Marginalia, Vol. 4, (2005-2006) Cambridge Yearbook

Abstract

In a poem which clearly describes itself as a translation of the Manuel des Pechiez‘tourned…/On englyssh tonge’, the description of the transfer of ‘sacrylege’ from French into English is one of Handlyng Synne’s most self-consciously translative moments. Using a word borrowed from Old French, which appears in the equivalent section of the Manuel (ll.6669-74), the passage maps out the cognitive steps of the appropriation process by which a word is accepted from one language into another. First, the concept for which a new word is needed is outlined – ‘Þat a3ens here fraunchyse falles’. Next a new, unfamiliar word is supplied, which, Mannyng explains, certain ‘men’ use.
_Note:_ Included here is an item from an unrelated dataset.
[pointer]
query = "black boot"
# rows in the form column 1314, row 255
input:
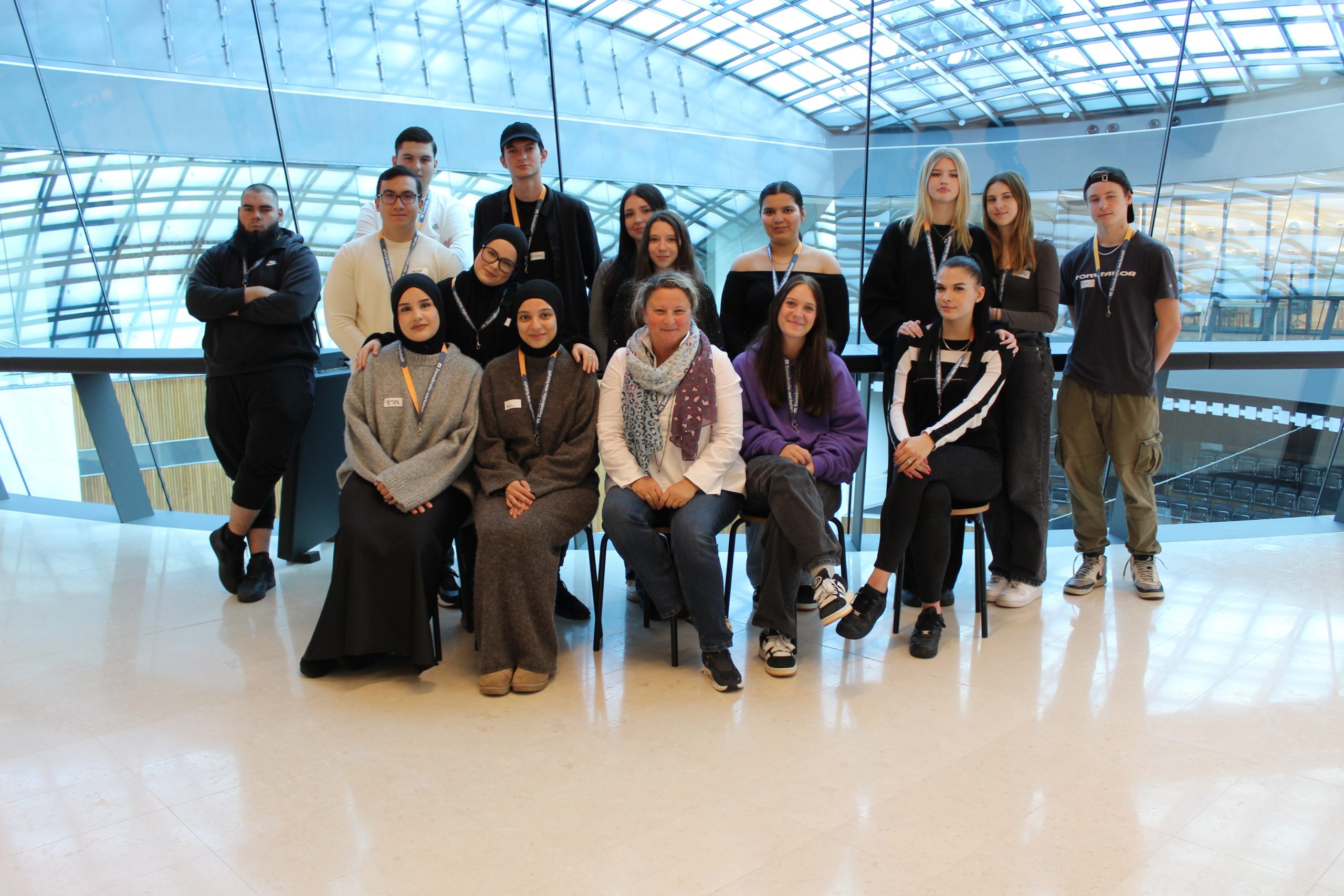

The following line, with its repeated syntactical structure – ‘Sacrylege, [noun] hyt [verb]’ – narrows and clarifies the passage’s focus, revealing the ‘men’ to be, more precisely, French-speaking, and the new word, ‘sacrylege’, to be French. After this, a further explanation in English is given, like that of a dictionary definition – ‘Menyng of mysdede or mys:/Mysdede to holynes’ – before, finally, the new word is slotted into the English language. The echoing syntax of lines 8599 (‘Sacrylege, frenshe hyt is’) and 8602 (‘Sacrylege on englyssh ys’) suggest that by the end of the passage the word belongs equally to both languages – Mannyng has successfully ‘tourned’ it into English by means of taking it from French.